Авдотья действительно не знала, что на это ответить. Зарыдать — так слез нет. Избавилась от постылого мужа — так что, в пляску пуститься? Каков бы ли был, а все — опора и защита.
— Может, тело все же сыщется, тогда похороним, — малость растерявшись от молчания вдовы, продолжал Мартьян Петрович. — А мой тебе совет — приходи к нам, посидим, подумаем, как тебе с дочками дальше жить. Я ведь вас в Вологду сманил, мне за вас перед Богом ответ держать. На меня теперь во всем положись. Моя благоверная уже, я чай, со всеми вологодскими бабами перезнакомилась и подружилась. И Кузьмина Тимофеевна тоже догадлива, сумеет дать хороший совет. Так что пойду я…

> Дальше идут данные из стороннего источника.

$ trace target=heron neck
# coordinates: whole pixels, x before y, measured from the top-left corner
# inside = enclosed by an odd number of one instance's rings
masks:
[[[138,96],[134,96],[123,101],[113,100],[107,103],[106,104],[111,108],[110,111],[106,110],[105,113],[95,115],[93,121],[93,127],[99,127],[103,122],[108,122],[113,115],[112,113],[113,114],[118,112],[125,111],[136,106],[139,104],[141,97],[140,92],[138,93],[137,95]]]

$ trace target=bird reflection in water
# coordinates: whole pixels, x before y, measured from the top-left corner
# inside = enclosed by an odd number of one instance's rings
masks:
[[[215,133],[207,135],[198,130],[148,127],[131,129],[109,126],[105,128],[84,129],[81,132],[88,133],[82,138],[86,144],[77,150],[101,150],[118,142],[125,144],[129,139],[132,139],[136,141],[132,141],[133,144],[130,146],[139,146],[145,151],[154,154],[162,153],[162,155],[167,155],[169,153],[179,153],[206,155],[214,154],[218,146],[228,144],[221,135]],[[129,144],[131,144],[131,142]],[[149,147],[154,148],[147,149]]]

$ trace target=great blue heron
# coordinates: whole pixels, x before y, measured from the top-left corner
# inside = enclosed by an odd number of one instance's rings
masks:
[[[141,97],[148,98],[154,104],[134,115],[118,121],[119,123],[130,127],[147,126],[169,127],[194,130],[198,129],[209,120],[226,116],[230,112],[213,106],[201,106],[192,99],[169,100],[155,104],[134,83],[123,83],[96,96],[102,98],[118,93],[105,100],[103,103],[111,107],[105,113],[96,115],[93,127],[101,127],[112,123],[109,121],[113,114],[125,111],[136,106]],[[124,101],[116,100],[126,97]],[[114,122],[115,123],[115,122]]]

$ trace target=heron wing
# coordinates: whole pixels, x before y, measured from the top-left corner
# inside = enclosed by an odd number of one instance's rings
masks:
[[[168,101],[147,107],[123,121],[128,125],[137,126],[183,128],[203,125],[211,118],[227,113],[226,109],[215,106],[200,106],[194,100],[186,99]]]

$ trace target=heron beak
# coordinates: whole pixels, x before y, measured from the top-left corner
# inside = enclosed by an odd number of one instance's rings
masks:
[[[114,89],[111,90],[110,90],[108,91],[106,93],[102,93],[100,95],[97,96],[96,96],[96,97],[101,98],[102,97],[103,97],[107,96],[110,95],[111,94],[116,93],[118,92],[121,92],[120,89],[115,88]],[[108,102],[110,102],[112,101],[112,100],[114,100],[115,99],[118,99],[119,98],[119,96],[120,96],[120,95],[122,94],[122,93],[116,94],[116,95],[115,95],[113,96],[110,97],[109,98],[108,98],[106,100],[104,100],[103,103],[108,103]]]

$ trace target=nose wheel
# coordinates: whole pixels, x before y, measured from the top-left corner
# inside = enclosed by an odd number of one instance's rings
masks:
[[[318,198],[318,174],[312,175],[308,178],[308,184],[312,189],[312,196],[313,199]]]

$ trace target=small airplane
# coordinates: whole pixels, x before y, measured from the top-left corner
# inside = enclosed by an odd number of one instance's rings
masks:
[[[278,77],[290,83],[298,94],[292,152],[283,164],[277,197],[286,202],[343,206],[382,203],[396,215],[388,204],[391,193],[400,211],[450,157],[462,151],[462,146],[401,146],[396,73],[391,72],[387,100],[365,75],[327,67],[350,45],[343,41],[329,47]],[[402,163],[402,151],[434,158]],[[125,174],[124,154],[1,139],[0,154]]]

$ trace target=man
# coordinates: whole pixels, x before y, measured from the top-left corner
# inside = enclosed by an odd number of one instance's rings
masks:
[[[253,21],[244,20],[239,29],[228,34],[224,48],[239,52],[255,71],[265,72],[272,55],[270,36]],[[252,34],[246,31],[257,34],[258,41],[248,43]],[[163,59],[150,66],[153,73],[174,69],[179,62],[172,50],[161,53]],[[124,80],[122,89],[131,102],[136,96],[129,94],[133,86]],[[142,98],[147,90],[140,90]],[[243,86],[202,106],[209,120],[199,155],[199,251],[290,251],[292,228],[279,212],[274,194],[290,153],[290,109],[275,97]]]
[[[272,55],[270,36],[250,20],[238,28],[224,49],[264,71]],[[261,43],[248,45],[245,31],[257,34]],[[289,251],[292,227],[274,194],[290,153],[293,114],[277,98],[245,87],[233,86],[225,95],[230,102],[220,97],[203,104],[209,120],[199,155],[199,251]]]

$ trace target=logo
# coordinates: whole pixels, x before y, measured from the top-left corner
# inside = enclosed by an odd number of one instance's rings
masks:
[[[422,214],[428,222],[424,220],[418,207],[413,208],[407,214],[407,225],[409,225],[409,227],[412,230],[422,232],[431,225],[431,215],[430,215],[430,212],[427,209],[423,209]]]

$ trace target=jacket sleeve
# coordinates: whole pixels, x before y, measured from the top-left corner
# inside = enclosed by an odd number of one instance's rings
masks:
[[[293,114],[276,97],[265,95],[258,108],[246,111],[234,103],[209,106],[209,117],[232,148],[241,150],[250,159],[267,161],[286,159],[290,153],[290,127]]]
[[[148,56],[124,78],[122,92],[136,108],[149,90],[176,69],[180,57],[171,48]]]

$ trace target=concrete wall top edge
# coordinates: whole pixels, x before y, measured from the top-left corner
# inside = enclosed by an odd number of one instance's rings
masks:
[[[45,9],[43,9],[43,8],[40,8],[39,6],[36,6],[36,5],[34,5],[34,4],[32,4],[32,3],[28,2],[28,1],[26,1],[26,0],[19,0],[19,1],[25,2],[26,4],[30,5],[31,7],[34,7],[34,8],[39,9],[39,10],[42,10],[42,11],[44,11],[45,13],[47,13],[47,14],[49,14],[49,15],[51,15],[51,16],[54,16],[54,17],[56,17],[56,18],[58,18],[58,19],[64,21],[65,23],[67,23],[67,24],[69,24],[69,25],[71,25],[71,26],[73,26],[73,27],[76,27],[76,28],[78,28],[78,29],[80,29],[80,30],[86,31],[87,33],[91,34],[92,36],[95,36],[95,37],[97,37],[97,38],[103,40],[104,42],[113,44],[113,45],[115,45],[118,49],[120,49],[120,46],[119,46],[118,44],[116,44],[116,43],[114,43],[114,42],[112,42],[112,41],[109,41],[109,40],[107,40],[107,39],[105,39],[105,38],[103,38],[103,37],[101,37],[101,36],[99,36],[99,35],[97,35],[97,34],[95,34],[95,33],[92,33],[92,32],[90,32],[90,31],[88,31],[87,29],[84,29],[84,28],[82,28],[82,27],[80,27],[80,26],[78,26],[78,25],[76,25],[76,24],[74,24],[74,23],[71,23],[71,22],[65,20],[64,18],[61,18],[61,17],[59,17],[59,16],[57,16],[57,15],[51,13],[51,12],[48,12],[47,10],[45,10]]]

Авдотья поклонилась в пояс.
Доченьки, Аннушка с Василисушкой, сидели в углу на скамье и слышали этот разговор. До них толком не дошло, что отца лишились, опять же мать спокойна. Когда Мартьян Петрович ушел, они, словно опомнившись, подбежали разом к Авдотье, и она их обняла. Тогда девушки расплакались. А пришла со двора Феклушка с охапкой дров, пришла мамка Степановна, ходившая к соседке за молоком, и тут-то начались рыдания да причитания. Как же иначе — нужно проводить хозяина на тот свет достойно.
Авдотья только вздыхала.
Муж, какой ни есть, хоть убогонький, — глава семьи. Сейчас главной семьи вдруг стала она. Авдотья ждала этого часа, мечтала о нем, но, лишившись наконец мужа, растерялась. Как жить, где брать деньги? Она не очень задумывалась, откуда их берет муж; выдавал сколько нужно на хозяйство, и ладно, с ним ведь не поговоришь толком и не поспоришь.
На отпевание пришел Мартьян Петрович, все оплатил, сорокоуст за упокой души заказал. С ним была Настасья, при Настасье — немолодая женщина, слишком богато одетая для заупокойной службы, и мужчина самого простого облика. Авдотья привела дочерей и мамку Степановну. Феклушку оставили дома.
Авдотья и Настасья встали рядом, Аннушка с Василисой — возле матери. Более близкой родни у покойника в Вологде не было. Говорить во время службы нехорошо, но и после службы они не могли придумать, что бы друг другу сказать утешительного, кроме как «Царствие нашему Ивану Андреичу небесное».
Настасья знала, что Авдотья мужа не любила. Если бы Авдотья хоть слезу проронила — другое дело. Когда вдова позвала на поминки, Настасья оглянулась, словно желая просить позволения у богато одетой женщины. Взглядом позвала на помощь…
— Настасьюшка, свет, коли хочешь — ступай, да только доченьки без тебя уже скучают, Ефимья Савельевна тебя ждет, — очень ласково сказала женщина. — Федор за тобой приедет.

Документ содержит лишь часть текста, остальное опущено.